National Geographic has acknowledged that it covered the world through a racist lens for generations, with its magazine portrayals of bare-breasted women and naive brown-skinned tribesmen as savage, unsophisticated, and unintelligent. "We had to own our story to move beyond it," editor-in-chief Susan Goldberg tells the AP in an interview about the magazine's April issue, which is devoted to race. National Geographic first published its magazine in 1888. An investigation conducted last fall by University of Virginia photography historian John Edwin Mason showed that until the 1970s, it virtually ignored people of color in the US who were not domestic workers or laborers, and it reinforced repeatedly the idea that people of color from foreign lands were "exotics, famously and frequently unclothed, happy hunters, noble savages—every type of cliché."

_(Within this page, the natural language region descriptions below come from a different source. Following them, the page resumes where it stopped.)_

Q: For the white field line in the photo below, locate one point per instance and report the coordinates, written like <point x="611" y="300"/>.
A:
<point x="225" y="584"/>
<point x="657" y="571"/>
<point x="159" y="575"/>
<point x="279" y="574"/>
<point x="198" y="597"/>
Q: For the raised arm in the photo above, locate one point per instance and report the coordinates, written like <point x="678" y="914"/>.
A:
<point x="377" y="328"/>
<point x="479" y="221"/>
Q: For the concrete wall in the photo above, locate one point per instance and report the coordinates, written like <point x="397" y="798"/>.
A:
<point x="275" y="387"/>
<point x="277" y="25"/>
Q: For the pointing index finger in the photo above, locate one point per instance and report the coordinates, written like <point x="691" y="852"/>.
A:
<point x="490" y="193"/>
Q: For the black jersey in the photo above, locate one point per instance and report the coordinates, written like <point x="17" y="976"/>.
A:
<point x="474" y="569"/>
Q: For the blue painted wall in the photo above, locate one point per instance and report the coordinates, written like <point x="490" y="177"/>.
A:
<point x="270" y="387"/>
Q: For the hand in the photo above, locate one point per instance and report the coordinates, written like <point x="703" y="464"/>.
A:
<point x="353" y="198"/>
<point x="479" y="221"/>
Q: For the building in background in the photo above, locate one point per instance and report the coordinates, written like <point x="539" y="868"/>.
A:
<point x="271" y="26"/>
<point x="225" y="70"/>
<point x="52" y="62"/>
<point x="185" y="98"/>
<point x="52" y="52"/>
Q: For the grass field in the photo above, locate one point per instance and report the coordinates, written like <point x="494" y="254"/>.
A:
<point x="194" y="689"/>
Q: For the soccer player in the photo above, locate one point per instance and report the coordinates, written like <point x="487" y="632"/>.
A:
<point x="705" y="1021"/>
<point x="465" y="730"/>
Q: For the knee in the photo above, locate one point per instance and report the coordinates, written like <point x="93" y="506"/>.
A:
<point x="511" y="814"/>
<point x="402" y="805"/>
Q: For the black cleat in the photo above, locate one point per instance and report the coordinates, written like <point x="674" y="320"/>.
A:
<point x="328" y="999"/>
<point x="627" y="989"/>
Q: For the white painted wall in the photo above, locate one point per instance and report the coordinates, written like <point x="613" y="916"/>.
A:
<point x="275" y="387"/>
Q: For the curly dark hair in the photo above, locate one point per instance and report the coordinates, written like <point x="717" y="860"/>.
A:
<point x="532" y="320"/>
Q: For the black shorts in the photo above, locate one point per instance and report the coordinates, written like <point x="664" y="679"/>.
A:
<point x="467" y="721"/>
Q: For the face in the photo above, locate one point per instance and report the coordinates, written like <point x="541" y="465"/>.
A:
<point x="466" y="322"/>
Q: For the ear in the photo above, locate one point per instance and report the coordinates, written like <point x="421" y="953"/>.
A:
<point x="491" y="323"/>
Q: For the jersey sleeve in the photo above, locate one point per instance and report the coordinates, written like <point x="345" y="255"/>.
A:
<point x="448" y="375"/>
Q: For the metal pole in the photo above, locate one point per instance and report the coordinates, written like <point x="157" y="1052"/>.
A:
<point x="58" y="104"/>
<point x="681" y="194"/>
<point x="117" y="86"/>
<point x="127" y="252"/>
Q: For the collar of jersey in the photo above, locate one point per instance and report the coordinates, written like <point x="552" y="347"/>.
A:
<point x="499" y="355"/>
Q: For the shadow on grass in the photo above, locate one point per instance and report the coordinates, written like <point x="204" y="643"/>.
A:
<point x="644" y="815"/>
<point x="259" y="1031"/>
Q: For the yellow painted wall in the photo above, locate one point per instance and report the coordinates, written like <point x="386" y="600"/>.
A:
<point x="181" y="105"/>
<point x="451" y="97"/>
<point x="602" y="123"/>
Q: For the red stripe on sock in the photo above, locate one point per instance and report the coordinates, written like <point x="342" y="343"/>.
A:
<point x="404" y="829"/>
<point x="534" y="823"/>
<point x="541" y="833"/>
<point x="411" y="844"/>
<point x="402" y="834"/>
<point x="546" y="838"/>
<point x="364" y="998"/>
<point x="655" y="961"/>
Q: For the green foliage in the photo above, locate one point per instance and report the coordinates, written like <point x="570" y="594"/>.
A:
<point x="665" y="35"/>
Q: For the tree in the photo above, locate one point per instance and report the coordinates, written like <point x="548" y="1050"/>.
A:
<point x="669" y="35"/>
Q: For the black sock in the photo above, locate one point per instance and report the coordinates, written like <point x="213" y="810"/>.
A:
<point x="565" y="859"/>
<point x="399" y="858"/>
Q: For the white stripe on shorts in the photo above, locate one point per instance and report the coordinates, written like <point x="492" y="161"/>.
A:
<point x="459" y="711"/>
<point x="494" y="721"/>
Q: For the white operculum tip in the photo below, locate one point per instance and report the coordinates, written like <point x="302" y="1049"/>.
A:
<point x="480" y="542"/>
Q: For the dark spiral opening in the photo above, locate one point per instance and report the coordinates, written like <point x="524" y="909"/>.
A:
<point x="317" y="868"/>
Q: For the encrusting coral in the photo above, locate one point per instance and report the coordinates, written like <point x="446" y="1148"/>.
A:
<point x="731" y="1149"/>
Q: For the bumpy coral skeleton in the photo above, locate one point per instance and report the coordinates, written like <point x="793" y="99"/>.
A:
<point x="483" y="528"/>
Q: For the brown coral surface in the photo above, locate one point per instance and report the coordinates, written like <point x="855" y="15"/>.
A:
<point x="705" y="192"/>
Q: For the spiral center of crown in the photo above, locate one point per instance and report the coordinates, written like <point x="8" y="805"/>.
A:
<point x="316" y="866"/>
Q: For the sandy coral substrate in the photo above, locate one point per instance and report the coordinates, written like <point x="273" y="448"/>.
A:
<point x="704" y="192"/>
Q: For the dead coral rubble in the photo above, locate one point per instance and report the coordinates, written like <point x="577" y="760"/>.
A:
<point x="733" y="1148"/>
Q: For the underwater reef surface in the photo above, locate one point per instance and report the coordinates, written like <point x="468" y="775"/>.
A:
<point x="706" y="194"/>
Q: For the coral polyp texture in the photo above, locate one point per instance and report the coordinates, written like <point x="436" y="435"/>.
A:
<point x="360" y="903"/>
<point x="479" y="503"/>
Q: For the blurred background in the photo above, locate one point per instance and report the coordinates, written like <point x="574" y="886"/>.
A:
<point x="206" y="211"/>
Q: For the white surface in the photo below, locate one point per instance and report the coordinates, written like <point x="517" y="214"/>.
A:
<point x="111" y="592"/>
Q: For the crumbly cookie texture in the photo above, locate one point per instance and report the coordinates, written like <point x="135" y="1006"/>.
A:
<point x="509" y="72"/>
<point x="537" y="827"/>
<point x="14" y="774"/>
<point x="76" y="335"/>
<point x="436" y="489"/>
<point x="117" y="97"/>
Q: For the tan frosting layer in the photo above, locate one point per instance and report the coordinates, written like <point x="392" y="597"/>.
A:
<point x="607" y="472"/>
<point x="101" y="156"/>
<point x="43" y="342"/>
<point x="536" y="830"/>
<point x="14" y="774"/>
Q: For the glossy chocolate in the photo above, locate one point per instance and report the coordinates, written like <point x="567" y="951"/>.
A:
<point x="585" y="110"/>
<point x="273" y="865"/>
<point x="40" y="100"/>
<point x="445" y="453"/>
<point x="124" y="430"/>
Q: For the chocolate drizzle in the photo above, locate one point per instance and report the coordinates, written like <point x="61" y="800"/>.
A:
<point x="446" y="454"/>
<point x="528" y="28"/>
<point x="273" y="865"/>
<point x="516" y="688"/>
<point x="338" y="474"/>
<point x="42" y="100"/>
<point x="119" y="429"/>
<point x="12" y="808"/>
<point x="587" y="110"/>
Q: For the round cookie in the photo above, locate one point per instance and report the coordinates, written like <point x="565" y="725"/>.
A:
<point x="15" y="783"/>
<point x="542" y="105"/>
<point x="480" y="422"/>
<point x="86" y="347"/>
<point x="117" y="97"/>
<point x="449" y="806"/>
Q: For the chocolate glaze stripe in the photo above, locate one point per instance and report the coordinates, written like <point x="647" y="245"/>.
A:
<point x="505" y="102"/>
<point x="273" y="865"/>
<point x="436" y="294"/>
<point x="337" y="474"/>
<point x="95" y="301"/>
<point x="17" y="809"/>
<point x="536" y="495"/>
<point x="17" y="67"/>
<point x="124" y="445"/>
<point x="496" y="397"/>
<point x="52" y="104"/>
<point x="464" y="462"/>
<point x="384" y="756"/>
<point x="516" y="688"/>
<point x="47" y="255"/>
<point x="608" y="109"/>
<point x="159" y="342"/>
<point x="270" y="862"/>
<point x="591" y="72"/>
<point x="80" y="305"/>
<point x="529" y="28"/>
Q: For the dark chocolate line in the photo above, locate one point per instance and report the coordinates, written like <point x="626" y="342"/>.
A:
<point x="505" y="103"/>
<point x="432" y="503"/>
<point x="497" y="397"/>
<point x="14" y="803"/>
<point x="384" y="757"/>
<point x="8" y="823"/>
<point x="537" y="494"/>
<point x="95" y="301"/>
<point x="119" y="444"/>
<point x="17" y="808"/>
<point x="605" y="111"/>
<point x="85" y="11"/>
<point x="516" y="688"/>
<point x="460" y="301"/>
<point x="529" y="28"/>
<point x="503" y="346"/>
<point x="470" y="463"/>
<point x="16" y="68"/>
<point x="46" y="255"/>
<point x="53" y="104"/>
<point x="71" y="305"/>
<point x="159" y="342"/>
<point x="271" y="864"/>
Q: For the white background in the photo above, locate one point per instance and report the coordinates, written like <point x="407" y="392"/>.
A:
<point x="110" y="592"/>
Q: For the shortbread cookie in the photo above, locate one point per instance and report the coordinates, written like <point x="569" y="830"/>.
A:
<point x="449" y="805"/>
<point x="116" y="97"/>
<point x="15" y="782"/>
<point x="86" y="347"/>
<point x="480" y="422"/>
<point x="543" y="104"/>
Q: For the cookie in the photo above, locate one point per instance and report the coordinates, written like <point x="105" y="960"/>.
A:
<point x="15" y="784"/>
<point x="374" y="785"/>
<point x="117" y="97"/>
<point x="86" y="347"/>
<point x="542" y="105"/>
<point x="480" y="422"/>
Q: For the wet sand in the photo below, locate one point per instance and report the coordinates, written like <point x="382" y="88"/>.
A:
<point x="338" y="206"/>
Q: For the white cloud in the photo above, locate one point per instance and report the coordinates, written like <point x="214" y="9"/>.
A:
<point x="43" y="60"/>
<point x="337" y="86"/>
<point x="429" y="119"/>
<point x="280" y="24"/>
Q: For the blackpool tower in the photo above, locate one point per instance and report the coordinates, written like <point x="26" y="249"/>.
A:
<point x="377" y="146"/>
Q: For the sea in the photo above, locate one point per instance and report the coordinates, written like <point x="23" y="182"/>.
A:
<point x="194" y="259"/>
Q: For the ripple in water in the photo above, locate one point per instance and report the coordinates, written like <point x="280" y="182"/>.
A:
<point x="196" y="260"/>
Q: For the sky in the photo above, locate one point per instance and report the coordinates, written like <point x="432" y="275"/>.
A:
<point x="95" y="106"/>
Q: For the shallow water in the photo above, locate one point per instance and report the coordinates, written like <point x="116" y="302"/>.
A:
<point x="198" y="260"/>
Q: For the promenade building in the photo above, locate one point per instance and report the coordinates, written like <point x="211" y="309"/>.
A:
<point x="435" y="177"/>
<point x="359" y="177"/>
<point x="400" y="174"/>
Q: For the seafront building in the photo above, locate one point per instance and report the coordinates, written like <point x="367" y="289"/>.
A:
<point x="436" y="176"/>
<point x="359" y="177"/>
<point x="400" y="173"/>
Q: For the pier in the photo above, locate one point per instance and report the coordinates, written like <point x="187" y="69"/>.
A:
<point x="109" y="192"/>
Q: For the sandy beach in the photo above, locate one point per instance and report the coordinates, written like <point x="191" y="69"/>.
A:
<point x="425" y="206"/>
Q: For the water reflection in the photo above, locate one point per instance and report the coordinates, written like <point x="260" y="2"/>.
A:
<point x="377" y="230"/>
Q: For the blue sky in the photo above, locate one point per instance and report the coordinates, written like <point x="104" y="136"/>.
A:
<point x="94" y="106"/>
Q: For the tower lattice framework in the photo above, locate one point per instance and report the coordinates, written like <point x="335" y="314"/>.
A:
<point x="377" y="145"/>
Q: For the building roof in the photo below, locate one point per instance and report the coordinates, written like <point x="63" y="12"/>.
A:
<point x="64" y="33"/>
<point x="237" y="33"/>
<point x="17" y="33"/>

For example, in a 1916 article about Australia, the caption on a photo of two Aboriginal people read: "South Australian Blackfellows: These savages rank lowest in intelligence of all human beings." In addition, National Geographic perpetuated the cliche of native people fascinated by technology and overloaded the magazine with pictures of beautiful Pacific island women."I think National Geographic was a product of its time," Goldberg says. "It started at the height of colonialism and that is the lens through which it covered the world." In the April issue, Goldberg, who is National Geographic's first woman and first Jewish editor, wrote a letter titled "For Decades, Our Coverage Was Racist. To Rise Above Our Past, We Must Acknowledge It."